Original Items. Only One Lot Available. This is a great lot of WWII V1 Rocket tool tags which were dug up at Mittelbau, Germany. There are 15 tags in total, also included are two ammunition casings and a small bit of barbed wire that were dug up along with the tags.
The Kohnstein hill near Nordhausen had been mined since 1917. This mining left a series of tunnels, and these were planned for underground storage petroleum reserves in 1934. In the middle of 1943, this complex was the largest storage area for fuel and oil in all of Germany. But Adolf H’s project of his secret “Revenge Weapons” – the V-1 and V-2 rockets – had a higher priority. A company called the “Mittelwerk” took over the work, and rushed the tunnel system to completion.
Mittelwerk eventually produced V-2 rockets, V-1 “flying bombs,” and jet engines for Me 262 and Ar 234 aircraft. By 11 April 1945, when the U.S. Army 3rd Armored Division overran the complex, the Mittelwerk had produced over 13,000 V-1 and V-2 rockets.
The Americans, and later the British, removed as many completed rockets and parts as they could (this led to the birth of the United States space program), and the Soviets took over the site in July 1945. After taking what they wanted, the Russians attempted to blow up the interior tunnels. Finding this impossible, in 1948 they sealed all the exterior tunnel entrances by explosion. After German reunification in 1989, explorers found that the Soviets had left behind an amazing array of V-1 and V-2 parts. Some parts were recovered for display in museums while a few parts went to collectors. This set of pieces came from those recovered parts.
The tags all have the same triangular VDM logo. Vereinigte Deutsche Metallwerke, or United German Metalworks, was a society of medium-sized firms formed in 1930. The original Vereinigte Deutsche Metallwerke AG (VDM) was founded in 1930 by the takeover of Heddernheimer Kupferwerk and Süddeutsche Kabelwerk AG in Frankfurt by Berg-Heckmann-Selve AG in Altena. The merger took place on the initiative of Metallgesellschaft, which was the main shareholder of Heddernheimer Kupferwerke since 1893 and also took over the majority of the new corporate group. The global economic crisis had forced a consolidation of previously competing companies.

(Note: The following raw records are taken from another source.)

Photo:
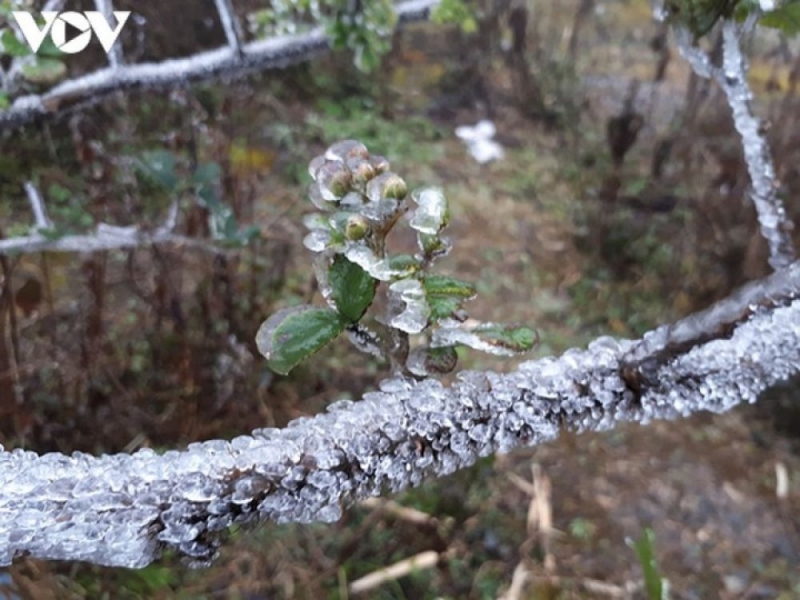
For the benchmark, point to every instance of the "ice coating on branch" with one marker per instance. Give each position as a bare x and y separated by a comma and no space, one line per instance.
776,227
125,509
415,316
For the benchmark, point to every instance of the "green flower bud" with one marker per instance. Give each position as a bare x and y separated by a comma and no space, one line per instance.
356,229
362,170
334,180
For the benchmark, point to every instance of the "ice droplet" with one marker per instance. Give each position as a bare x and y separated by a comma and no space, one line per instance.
417,311
431,213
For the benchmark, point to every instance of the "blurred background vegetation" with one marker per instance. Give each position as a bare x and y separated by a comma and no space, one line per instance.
619,205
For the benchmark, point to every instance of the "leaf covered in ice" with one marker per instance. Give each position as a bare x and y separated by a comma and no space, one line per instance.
446,294
352,288
293,334
492,338
415,315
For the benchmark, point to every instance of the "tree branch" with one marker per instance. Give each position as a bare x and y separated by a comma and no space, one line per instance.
124,509
106,237
776,227
229,61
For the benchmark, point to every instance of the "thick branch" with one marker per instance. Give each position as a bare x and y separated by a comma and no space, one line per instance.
124,509
776,227
228,61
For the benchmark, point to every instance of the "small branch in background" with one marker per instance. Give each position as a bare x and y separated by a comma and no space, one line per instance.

Two of the tags are smaller data plates which would have come off of the side of the rocket parts. This is a really phenomenal set of V1 Rocket tool tags, the first of its kind we have offered. They come ready for further research and display!

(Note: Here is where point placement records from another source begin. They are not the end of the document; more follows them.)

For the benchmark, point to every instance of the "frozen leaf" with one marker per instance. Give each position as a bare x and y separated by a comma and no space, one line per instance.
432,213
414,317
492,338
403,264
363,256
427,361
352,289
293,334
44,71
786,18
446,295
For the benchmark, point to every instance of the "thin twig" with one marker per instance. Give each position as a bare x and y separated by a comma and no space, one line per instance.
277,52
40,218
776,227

The V-1 flying bomb ,—was an early cruise missile and the only production aircraft to use a pulsejet for power. The V-1 was the first of the so-called “Vengeance weapons” series the successful Allied landings in France. At peak, more than one hundred V-1s a day were fired at south-east England, 9,521 in total, decreasing in number as sites were overrun until October 1944, when the last V-1 site in range of Britain was overrun by Allied forces. After this, the Germans directed V-1s at the port of Antwerp and at other targets in Belgium, launching a further 2,448 V-1s. The attacks stopped only a month before the war in Europe ended, when the last launch site in the Low Countries was overrun on 29 March 1945.
As part of operations against the V-1, the British operated an arrangement of air defences, including anti-aircraft guns and fighter aircraft, to intercept the bombs before they reached their targets, while the launch sites and underground storage depots became targets for Allied attacks including strategic bombing.
In 1944, a number of tests of this weapon were conducted in Tornio, Finland. According to multiple soldiers, a small “plane”-like bomb with wings fell off of a German plane. Another V-1 was launched which flew over the Finnish soldiers’ lines. The second bomb suddenly stopped its engine and fell steeply down, exploding and leaving a crater around 20–30 meters wide. The V-1 flying bomb was referred to by Finnish soldiers as a “Flying Torpedo” due to its resemblance to one from afar.